From charupdate at orange.fr  Thu Aug 13 10:07:50 2015
From: charupdate at orange.fr (Marcel Schneider)
Date: Thu, 13 Aug 2015 17:07:50 +0200 (CEST)
Subject: Implementing SMP on a UTF-16 OS
Message-ID: <916581674.16210.1439478470453.JavaMail.www@wwinf1c10>

[Given the bad news we got, I spared this in my draft folder from 12 Aug 11:12 on.] 


?

On 11 Aug 2015, at 23:18, Richard Wordingham  wrote [I've replaced < > with ???, as already I've got a disappearance and am not sure whether once <> converted, a second conversion won't happen]:

> On Tue, 11 Aug 2015 21:27:27 +0200 (CEST)
> Marcel Schneider  wrote:
> 
> > I?ve tried to just remove the parentheses and let the string.

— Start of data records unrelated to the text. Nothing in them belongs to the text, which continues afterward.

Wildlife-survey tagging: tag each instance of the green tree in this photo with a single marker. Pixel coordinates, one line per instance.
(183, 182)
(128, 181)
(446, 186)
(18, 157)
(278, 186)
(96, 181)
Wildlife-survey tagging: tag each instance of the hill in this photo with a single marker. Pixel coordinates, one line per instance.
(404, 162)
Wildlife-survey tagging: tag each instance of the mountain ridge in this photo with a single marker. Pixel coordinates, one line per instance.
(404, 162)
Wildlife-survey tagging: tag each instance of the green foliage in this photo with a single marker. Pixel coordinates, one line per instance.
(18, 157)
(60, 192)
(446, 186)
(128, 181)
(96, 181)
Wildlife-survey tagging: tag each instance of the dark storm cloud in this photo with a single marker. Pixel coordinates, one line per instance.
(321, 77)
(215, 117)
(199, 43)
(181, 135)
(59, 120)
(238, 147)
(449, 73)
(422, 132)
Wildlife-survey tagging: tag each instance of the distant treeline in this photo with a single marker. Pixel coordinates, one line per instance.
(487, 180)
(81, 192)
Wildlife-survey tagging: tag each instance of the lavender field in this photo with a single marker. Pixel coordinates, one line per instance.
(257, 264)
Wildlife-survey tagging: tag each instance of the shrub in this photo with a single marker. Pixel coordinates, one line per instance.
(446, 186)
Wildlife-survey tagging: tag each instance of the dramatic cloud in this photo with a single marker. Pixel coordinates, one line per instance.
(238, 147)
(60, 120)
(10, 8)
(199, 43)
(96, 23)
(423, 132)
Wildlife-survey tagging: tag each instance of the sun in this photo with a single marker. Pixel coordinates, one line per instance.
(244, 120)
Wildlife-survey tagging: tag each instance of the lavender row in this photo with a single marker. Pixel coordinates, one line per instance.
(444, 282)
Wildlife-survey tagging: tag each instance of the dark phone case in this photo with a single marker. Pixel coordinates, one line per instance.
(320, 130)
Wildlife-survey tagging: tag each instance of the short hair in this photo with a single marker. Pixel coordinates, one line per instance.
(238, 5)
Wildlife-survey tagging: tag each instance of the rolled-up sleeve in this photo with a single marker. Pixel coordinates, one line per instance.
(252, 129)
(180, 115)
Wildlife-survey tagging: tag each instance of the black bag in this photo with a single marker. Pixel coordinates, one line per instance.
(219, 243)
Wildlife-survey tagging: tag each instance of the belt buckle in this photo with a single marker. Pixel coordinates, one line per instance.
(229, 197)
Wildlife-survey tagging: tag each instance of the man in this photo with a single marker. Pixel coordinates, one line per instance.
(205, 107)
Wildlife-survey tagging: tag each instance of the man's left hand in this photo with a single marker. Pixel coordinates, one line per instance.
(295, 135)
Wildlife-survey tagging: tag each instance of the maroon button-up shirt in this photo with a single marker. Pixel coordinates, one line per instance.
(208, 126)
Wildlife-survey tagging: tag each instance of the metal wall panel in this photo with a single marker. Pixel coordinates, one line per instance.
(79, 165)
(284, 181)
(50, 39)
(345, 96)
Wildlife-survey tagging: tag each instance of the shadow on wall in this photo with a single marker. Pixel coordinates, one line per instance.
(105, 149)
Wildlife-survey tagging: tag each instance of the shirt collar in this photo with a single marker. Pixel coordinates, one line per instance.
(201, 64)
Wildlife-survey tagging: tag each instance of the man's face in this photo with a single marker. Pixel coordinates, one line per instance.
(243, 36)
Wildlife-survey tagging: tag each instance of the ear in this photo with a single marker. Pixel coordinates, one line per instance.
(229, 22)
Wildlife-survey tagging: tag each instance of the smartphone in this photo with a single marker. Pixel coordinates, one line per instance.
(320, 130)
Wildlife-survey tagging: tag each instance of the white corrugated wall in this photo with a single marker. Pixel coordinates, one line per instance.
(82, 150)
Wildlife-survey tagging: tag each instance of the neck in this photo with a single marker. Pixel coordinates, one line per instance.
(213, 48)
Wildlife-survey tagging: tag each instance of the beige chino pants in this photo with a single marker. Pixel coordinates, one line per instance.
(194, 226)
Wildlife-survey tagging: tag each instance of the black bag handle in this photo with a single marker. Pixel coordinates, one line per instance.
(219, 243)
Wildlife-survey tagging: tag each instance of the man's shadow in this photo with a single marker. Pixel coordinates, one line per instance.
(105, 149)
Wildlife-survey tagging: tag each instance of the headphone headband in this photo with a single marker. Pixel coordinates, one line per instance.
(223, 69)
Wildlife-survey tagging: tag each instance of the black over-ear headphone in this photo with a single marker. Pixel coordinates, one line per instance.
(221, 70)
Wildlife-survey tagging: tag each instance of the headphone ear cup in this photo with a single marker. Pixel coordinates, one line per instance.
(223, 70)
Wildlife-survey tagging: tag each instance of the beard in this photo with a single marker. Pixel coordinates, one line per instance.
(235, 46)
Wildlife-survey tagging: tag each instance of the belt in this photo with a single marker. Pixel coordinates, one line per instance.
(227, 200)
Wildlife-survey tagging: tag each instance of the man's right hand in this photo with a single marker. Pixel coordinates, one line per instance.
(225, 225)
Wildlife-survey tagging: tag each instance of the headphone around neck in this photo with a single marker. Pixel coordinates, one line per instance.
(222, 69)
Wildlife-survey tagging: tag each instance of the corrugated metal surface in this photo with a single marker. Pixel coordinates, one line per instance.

This
> > was compiled, but the keyboard test showed that in the keyboard
> > driver DLL, UTF-16 strings with SMP characters aren?t handled as
> > such. Each surrogate code unit is considered as a single character
> > even when it?s followed by a trailing one. Only the code unit
> > corresponding to the shift state (modification number) is taken, no
> > matter if it?s only a surrogate and the other half comes next.
> 
> This is exactly what one should expect. The data is an array of
> UTF-16 code units rather than a UTF-16 string. Moreover, it was
> probably written as UCS-2. I believe it is the application that has
> the job of stitching the surrogate pairs together.
> 
> > Is this the reason why a Unicode character cannot be represented
> > alternatively as a 32?bit integer on Windows?
> 
> They are, from time to time. There's a Windows message that delivers a
> supplementary character rather a UTF-16 code unit, and fairly obviously
> they have to be handled as such when performing font lookups. I've a
> suspicion that this message hit an interoperability problem. A program
> that can handle pairs of surrogates but predates the message will not
> work with the more recent message. Therefore using the message type is
> deferred until applications can handle it. Therefore applications don't
> need to handle it, and don't. Therefore the message type doesn't get
> used.
> 
> > Being UTF-16, the OS
> > could handle a complete surrogates pair in one single 32?bit?integer.
> > Couldn't this be performed on driver level by modifying a program and
> > updating this when the driver is installed?
> 
> You really talking about a parallel set of routines. I suspect the
> answer is that Microsoft don't want to work on extending a primitive
> keyboarding system when TSF is available.
> 
> You want to use dead keys. Why? Is it not that they are the only
> mechanism you have experience of.

Yes, along with the allocation table and the ligatures (and modifier key mapping). Dead keys are the only way I found in the driver source to easily input precomposed characters and to work out a Compose functionality. Marc Durdin told us that for most languages, dead keys are not the best way for input. However, we're accustomed to. About Compose I found out that preceding diacritics are the only way to efficiently input multiply diacriticized precomposed letters. When we use combining diacritics, the problem is where to place all the diacritics on a backwards compatible layout. The Compose key idea is to use punctuation keys to input diacritics. Basically we need to hit Compose once only, while generating combining marks out of punctuation needs at least one differenciating keystroke for each one. Given the limited number of keys, we can scarcely have more than one special dead key like Compose in the Base shift state. And as diacritical marks are so numerous that all keyboard punctuation together is not sufficient, we need sequences of punctuation for a number of less current diacritics. This brings the need of a triggering keystroke at the end. Most characters are therefore best input when diacritics come before the triggering letter. But that's my experience only, I wonder how it works on TSF.

> 
> Better systems can be built, in which one sees what one is doing.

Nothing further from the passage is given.